Write down a vector equation for the cylinder in 3-dimensional space of radius r around the line described by $$\{ ( t, 2t, 3t ): t \in \Bbb R \}$$
Could anyone point out what I should do? I’m thinking about finding end-points using parametrics—something like $$ x = r \cos \theta, y=r \cos \theta, z=z $$
But I’m not sure. Thanks! (:
On
You’re starting off in the right direction by thinking about tilting the cylinder $x^2+y^2=r^2$ so that its axis lines up with the direction vector $(1,2,3)$ of the given line. A vector parameterization of this equation is $$r\cos t\,(1,0,0)+r\sin t\,(0,1,0)+s\,(0,0,1) \tag 1$$ so one might expect the tilted version to also have the form $$r\cos t\,\mathbf u+r\sin t\,\mathbf v+s\,\mathbf w. \tag 2$$ Obviously we can take $\mathbf w=(1,2,3)$ (we don’t care about the change of scale in this direction), but what to use for the other two? For a fixed $s$, we want (2) to represent a cross-section of the cylinder taken perpendicular to its axis, so $\mathbf u$ and $\mathbf v$ must be orthogonal to $\mathbf w$. In order to avoid distortions and get a circle of the correct size as this cross-section, they must be unit vectors. So, $\mathbf u$ can be any convenient unit vector that’s orthogonal to $\mathbf w$ and $\mathbf v = {1\over\|\mathbf w\|}\mathbf w\times\mathbf u$ also satisfies the criteria. These vectors form an orthogonal basis aligned with the cylinder.
For any nonzero vector $(a,b,c)$, at least two of $(0,c,-b)$, $(-c,0,a)$ and $(b,-a,0)$, which are all orthogonal to $(a,b,c)$, are also nonzero.
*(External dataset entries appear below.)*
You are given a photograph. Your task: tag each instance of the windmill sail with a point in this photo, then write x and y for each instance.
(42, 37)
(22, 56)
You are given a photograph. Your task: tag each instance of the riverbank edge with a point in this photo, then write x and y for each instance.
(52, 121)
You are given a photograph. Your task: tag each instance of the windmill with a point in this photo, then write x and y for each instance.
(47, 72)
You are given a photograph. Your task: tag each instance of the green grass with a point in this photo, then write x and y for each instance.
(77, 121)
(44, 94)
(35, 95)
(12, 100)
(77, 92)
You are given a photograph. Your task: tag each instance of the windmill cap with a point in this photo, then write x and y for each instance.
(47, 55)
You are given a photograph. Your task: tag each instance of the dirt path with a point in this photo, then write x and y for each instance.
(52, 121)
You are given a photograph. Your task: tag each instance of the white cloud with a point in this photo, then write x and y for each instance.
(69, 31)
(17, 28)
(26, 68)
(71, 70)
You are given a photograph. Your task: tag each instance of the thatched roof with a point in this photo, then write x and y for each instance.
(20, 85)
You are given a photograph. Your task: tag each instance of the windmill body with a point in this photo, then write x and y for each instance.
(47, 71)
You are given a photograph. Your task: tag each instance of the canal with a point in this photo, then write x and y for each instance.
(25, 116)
For our $\mathbf w$, the choices are $(0,3,-2)$, $(-3,0,1)$ and $(2,-1,0)$. None of these result in particularly nice-looking unit vectors, so let’s just take $\mathbf u = \frac1{\sqrt{10}}(-3,0,1)$, giving $\mathbf v = \frac1{\sqrt{35}}(1,-5,3)$. A possible vector parameterization of the cylinder is therefore $$\frac1{\sqrt{10}}r\cos t\,(-3,0,1)+\frac1{\sqrt{35}}r\sin t\,(1,-5,3)+s\,(1,2,3). \tag 3$$
As a sanity check, an implicit Cartesian equation for the cylinder can be obtained in a similar fashion. Reflecting in the angle bisector of the $z$-axis and the given line will tilt the reference cylinder’s axis in the right way. We can use a reflection because of the cylinder’s symmetry, and I find a reflection more convenient than a rotation for this because the reflection matrix is both symmetric and is its own inverse, so I don’t have to remember which combination of inverse and transpose is required to transform the conic. As well, I don’t have to make any decisions about other degrees of freedom as I would for a rotation. Leaving out the details of this computation, the resulting equation is $$13x^2+10y^2+5z^2-4xy-3xz-6yz=14r^2.$$ The parameterization obtained above does indeed satisfy this equation.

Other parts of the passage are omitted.